Russia said the war in Yemen could on for a 'very long time' due to the government's ceasefire conditions
Russia warned on Thursday the war in Yemen could grind on for a "very long time" because of the government's insistence on conditions for a ceasefire.
Russian Ambassador Vitaly Churkin, speaking to reporters after a UN Security Council meeting on the Yemen crisis, expressed concern to reporters that prospects for peace talks appear dim.
"We hear that the government does not want to have a ceasefire until there is a comprehensive settlement," Churkin said.
"This is a recipe for a very long conflict which will have even more dramatic results," he said.
Russia has repeatedly criticised the Saudi-led bombing campaign in Yemen launched last March to push back Iranian-backed Houthi rebels.
Last week, the European Parliament adopted a resolution calling for an arms embargo on Saudi Arabia until alleged breaches of international law in Yemen have been properly investigated.
More than 6,000 people have been killed in the conflict. It has brought the country to its knees, with more than 80 percent of the population in dire need of food, medicine or other basic necessities.
Russia abstained from, but did not veto, a Saudi-backed resolution adopted last year that demands that the Houthi rebels withdraw from all territory seized in their campaign.
That resolution, Churkin said, "is being used essentially to continue the military campaign" by the Saudi-led coalition.
UN envoy Ismail Ould Cheikh Ahmed last month told the security council that he was hoping to convene peace talks this month to follow up on a first round of consultations held in Switzerland in January.

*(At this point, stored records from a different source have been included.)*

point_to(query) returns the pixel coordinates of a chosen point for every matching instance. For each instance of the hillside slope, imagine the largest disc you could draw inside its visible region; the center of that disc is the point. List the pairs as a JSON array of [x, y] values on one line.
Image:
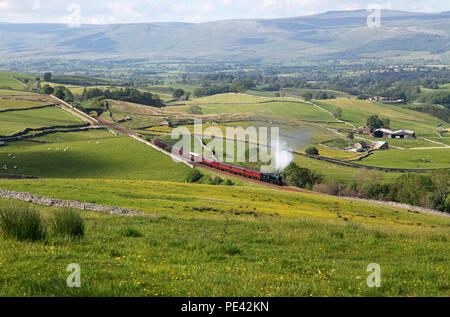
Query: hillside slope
[[331, 34]]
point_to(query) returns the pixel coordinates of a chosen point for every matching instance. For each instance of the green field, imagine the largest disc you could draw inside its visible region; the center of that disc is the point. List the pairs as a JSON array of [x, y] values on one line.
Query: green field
[[7, 92], [16, 121], [357, 112], [204, 240], [280, 109], [434, 158], [289, 245], [6, 82], [19, 104], [111, 158]]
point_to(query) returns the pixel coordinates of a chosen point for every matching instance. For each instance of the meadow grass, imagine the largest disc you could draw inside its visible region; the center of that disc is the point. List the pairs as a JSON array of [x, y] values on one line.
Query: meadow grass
[[68, 223], [7, 92], [23, 224], [19, 104], [7, 82], [107, 158], [19, 120], [433, 158], [279, 109], [204, 254], [357, 112]]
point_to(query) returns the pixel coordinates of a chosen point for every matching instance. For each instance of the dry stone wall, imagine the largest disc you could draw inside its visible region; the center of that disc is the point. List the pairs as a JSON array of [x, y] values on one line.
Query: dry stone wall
[[66, 203]]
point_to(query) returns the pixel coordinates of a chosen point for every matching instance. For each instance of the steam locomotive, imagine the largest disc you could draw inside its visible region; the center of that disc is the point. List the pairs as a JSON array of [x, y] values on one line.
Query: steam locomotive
[[234, 169]]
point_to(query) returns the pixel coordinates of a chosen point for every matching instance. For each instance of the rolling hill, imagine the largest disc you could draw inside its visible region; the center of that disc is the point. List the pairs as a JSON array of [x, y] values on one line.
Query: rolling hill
[[337, 34]]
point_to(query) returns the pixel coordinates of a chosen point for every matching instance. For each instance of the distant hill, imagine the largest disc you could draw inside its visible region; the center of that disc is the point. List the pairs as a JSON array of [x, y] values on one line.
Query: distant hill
[[336, 34]]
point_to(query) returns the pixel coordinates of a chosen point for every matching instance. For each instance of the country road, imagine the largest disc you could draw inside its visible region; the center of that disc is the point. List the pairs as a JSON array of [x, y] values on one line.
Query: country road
[[291, 189]]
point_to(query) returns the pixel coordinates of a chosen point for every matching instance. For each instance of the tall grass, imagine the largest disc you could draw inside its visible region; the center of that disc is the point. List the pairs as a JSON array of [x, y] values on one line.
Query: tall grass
[[22, 224], [68, 223]]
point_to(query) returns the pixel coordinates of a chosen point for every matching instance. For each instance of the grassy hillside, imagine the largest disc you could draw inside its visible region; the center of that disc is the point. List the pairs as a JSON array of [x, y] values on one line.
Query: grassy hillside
[[227, 241], [6, 81], [19, 120], [236, 103], [434, 158], [357, 112], [108, 158]]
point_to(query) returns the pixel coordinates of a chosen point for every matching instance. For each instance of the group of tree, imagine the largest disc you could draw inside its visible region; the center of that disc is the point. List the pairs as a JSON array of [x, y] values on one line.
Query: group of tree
[[293, 175], [375, 122], [60, 92], [124, 94], [178, 93], [312, 151], [429, 191], [195, 176], [237, 86]]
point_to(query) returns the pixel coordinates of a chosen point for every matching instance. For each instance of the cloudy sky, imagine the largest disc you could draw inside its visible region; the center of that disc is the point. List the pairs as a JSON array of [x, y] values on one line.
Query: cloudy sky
[[132, 11]]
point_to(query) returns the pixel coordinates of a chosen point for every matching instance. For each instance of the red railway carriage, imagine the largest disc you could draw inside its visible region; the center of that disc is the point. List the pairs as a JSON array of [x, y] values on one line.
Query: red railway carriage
[[234, 169]]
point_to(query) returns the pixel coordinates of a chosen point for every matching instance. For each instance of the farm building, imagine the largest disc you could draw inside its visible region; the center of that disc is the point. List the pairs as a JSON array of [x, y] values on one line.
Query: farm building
[[394, 134], [380, 145], [361, 145], [166, 123], [364, 130], [385, 100]]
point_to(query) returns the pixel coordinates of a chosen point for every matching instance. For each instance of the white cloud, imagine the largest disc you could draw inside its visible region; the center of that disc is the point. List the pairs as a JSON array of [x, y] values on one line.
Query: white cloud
[[125, 11]]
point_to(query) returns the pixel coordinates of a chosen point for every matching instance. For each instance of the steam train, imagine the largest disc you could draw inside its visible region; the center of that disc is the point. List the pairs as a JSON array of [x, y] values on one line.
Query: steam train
[[234, 169]]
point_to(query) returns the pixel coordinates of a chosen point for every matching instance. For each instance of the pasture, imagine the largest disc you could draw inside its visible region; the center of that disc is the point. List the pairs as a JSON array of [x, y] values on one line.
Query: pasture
[[19, 104], [276, 109], [226, 241], [433, 158], [108, 158], [357, 112], [16, 121]]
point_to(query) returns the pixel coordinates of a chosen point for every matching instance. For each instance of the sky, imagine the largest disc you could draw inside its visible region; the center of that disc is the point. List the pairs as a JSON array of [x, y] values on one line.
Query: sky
[[137, 11]]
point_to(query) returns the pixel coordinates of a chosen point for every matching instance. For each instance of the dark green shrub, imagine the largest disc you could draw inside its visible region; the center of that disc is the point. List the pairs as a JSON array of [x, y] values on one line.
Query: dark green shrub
[[68, 223], [194, 176], [132, 233], [22, 224], [312, 151]]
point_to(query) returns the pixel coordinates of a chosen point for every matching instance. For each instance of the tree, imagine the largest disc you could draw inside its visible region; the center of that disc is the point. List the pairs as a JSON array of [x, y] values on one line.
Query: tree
[[322, 95], [337, 113], [375, 122], [178, 93], [193, 176], [351, 135], [195, 109], [300, 177], [59, 92], [238, 86], [312, 151], [307, 95], [47, 89], [47, 76]]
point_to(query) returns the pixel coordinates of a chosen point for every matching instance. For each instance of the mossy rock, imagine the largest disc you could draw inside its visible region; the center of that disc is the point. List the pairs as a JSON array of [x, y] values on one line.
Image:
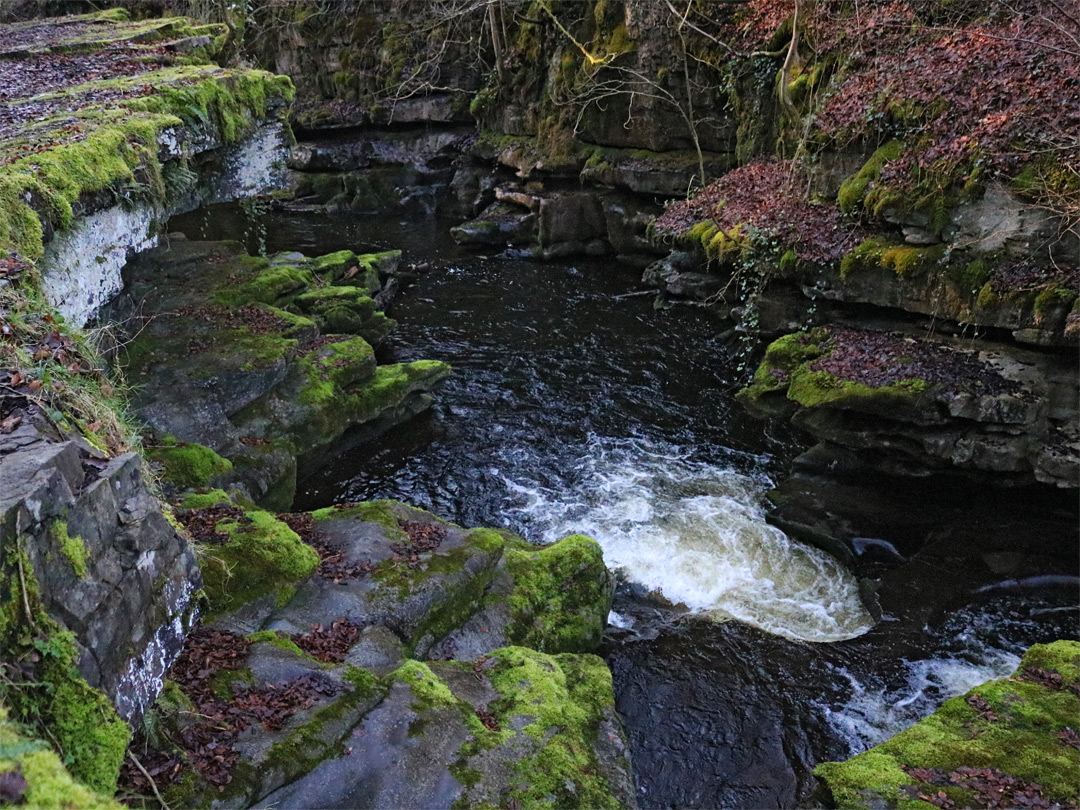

But the envoy did not announce a date for new talks during his closed-door briefing to the council, diplomats said.
Yemen's Ambassador Khaled Alyemany said his government was ready to take part in talks but accused the rebels of failing to fulfill their commitment to release detainees among other confidence-building measures.
Alyemany accused the Houthis of blocking aid convoys and looting relief supplies that he said were being sold on the black market.
"The putschist militias are acting like war criminals. They are using starvation as a tool of war against my people in every province under their control," he told the council.
Angolan Ambassador Ismael Gaspar Martins, whose country holds the council presidency this month, told reporters that "a speedy cessation of hostilities is a must" in Yemen.
Deploring the "extremely grave" humanitarian crisis, Gaspar Martins said the council was considering a new resolution to press for more aid to reach Yemen and to stress the importance of protecting hospitals from attacks.
The UN envoy is due to return to Saudi Arabia on Friday for more talks on the ceasefire and other confidence-building measures, diplomats said.